Outside of COVID-19, why are people reading the news more?

Unsurprisingly, the main reason people** are reading the news more is to keep up-to-date with the coronavirus virus situation, which came out top in all three surveys (77% in the first survey, 80% in the second survey and 75% in the latest survey). It’s interesting though, that we are now seeing a decrease in this percentage, which perhaps suggests the beginning of coronavirus fatigue. Meanwhile, there is a consistent increase in those reading the news because they have more spare time and because they want some good news.

The following reasons were most often cited by respondents** for reading these publications more:

Latest survey Survey two Survey one
Because they have more spare time 45% 43% 22%
Because they want some good news 24% 23% 20%
Because people are sharing more news stories with them 19% 21% 21%

Why are people reading the news less?

1 in 10 (10%) of respondents*** are reading publications less than usual though, and the top three reasons most often cited are:

Latest survey Survey two Survey one
Because the news is so negative 33% 23% 30%
Because the news makes them anxious 32% 32% 27%
Because I don’t trust what I read 21% 21% 24%
Because I don’t have enough time 21% 19% 22%
Because they find the news scary 15% 22% 25%

Interestingly, the only consistent decrease for why respondents are reading the news less, is because they find the news scary, which could suggest people are becoming accustomed to news on the pandemic. However, it’s worth noting that the news is still making people anxious.

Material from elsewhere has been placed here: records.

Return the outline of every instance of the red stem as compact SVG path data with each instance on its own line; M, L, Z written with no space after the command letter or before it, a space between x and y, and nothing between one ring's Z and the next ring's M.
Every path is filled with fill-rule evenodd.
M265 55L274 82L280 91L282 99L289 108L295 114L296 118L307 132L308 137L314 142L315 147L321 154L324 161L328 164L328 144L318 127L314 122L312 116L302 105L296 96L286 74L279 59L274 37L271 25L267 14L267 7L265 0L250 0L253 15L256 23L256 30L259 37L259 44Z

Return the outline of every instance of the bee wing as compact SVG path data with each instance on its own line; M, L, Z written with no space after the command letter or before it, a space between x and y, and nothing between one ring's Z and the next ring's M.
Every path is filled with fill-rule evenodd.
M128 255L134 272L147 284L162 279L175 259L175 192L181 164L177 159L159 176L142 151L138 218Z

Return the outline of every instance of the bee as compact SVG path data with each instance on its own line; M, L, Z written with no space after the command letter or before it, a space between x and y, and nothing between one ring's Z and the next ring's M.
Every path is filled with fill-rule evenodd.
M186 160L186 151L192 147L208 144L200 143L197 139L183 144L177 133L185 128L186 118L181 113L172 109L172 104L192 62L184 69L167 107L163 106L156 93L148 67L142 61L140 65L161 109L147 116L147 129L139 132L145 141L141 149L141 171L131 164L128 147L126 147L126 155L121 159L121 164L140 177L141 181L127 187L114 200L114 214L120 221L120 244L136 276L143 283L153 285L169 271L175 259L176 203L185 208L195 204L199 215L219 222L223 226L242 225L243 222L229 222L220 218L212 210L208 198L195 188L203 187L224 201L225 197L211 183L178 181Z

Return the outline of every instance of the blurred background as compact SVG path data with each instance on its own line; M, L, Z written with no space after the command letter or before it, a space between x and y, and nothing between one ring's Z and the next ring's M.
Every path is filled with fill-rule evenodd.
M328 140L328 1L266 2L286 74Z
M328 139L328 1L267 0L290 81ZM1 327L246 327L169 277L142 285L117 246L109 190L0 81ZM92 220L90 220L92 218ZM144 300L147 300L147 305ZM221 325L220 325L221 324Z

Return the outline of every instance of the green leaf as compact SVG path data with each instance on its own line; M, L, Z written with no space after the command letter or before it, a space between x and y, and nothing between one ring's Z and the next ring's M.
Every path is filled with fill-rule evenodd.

How has the content that people want changed?

While most news outlets are balancing positive stories with news that reinforces the gravity of the situation we find ourselves in, we wanted to find out what type of content Brits wanted to see. Once again, we have seen an increase in the statistics.

The top 3 types of content most often cited by respondents in the first week are:

Latest survey Survey two Survey one
Stories backed up with data 44% 36% 34%
Heart-warming stories about human kindness 41% 45% 37%
Stories about the rest of the world 38% 42% 32%
More information about coronavirus 34% 41% 34%

Interestingly, stories backed up with data’ has taken the top spot over ‘heart-warming stories about human kindness’ for the first time. With a lot of information out there to navigate, perhaps it’s the facts and figures that the public now look to. Meanwhile, from survey two to the latest survey, respondents wanting more information about the coronavirus has seen a big drop from 41% to 34%.

It’s clear then, that the spotlight is still very much on the media industry, but the expectations of Brits continues to shift and change, which creates a challenging environment for our industry to navigate.

From the data, we can see that the general public are still very much reliant on the media and journalism to keep them up-to-date but are also wary of what they are reading and want to avoid misinformation. Meanwhile, an appetite for fact-based articles increases while the appetite for coronavirus information dampens.

All we can really do is to continue listening to the public, provide them with correct information and do our best to create a diverse range of content to meet the changing appetite of the public.

For our previous analysis of results, please visit here.

Notes:

*Respondents who are reading publications at least once a week

**Respondents who are reading publications at least once a week and reading currently more than they usually do

***Respondents who are reading publications at least once a week but reading currently less than they usually do

The first round of research was conducted by Censuswide, with a sample of 2,001 nationally representative respondents aged 16+ in the UK between 20.03.2020 – 23.03.2020.

The second round of research was conducted by Censuswide, with a sample of 2,036 nationally representative respondents aged 16+ in the UK between 27.03.2020 – 30.03.2020.

The third round of research was conducted by Censuswide, with a sample of 2,009 nationally representative respondents aged 16+ in the UK between 11.05.2020 – 12.05.2020.